The film stars Joel Edgerton, who’s as good here as he’s ever been. He plays Robert Grainier, a man living in the early 20th century in Washington state, who we first see helping to build the railroad before he moves on to being a logger, taking down the vast forest with his hands and a saw. We’re told his story in voiceover by a narrator and it makes us feel as if we’re being told a fable—well, maybe not a fable, maybe a more universal story? Or, an American story? But it’s not the one we like to pretend exists, the one about bootstraps and such—it’s more a story of a smaller life, as Grainier works, loves, marries, suffers unspeakable loss, and simply tries to make his way in a world that is changing drastically around him. Much of the film makes us feel and recognize the passage of time and the enormous differences between one year and another, both within a single life, and all around it. A bridge Grainier builds gives way to a much more modern version decades later. A young man becomes old and sees through the eyes of the old men who were around him when he was young. Lives blink away. Lives continue on. And the men cut the forest, the forest that’s been there for thousands of years, and we know, from where we are in our current time, where this is all going and what all this change will mean. And throughout, Grainier lives, never quite feeling connected to his world, despite being in such an undeniably beautiful and rich place as the Washington forest. But, then, those trees will fight back, and he’s cutting them down, and maybe he can’t connect precisely because of this.

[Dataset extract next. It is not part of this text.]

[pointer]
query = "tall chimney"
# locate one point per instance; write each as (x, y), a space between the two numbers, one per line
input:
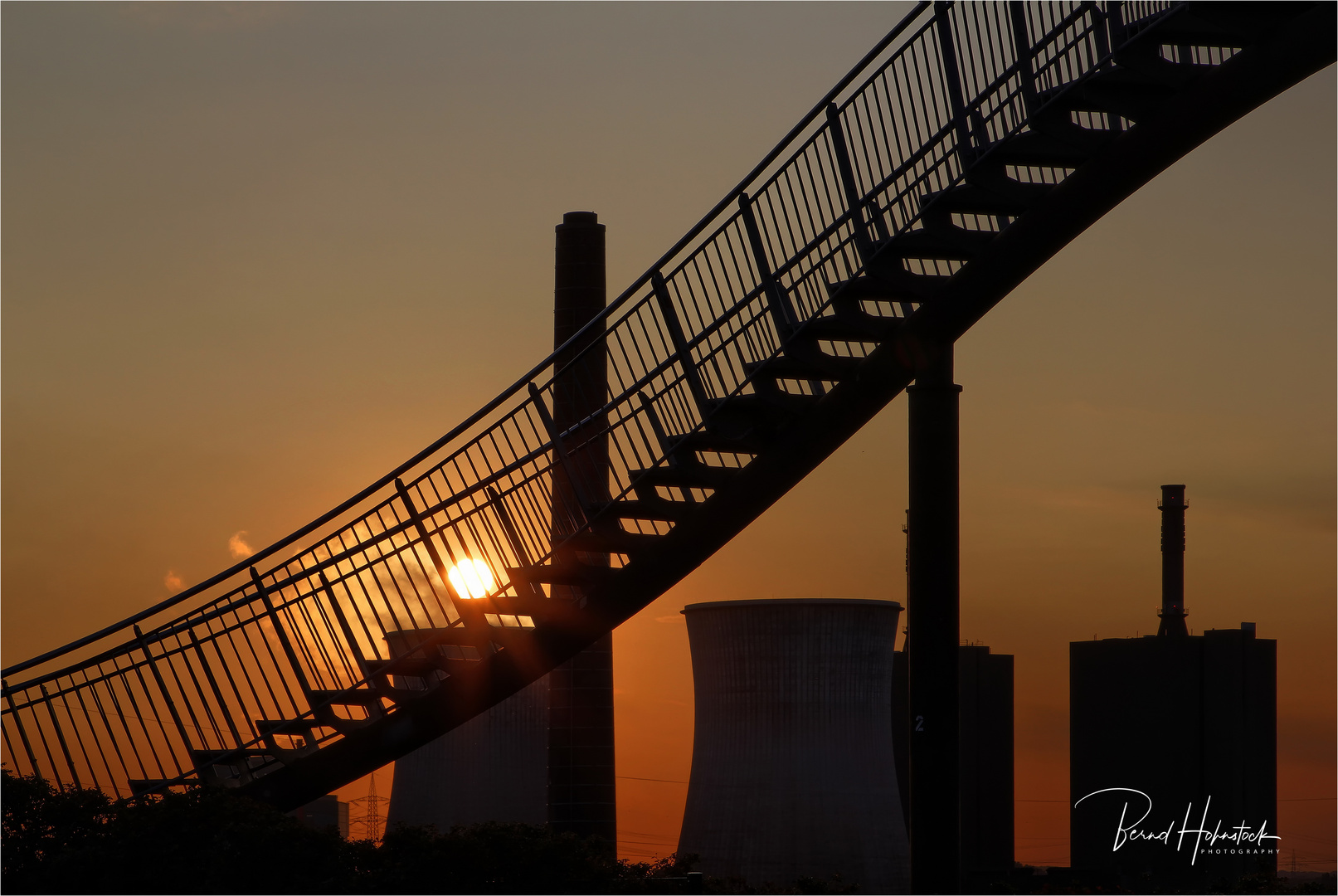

Director Clint Bentley isn’t shy about showing his influences, especially Terrence Malick and his artistic heirs, plus a little Kelly Reichardt and a lot of Andrew Dominik’s movie The Assassination of Jesse James by the Coward Robert Ford. But if you’re going to be obvious about your influences it makes sense to choose the greats. Train Dreams is an exceptional work of art, and I have only one single bad thing to say about it: At one point a character refers to Kansas, saying, “That state is a collection of savage lunatics.” And of course I deeply resent this.
Train Dreams is on Netflix November 21st.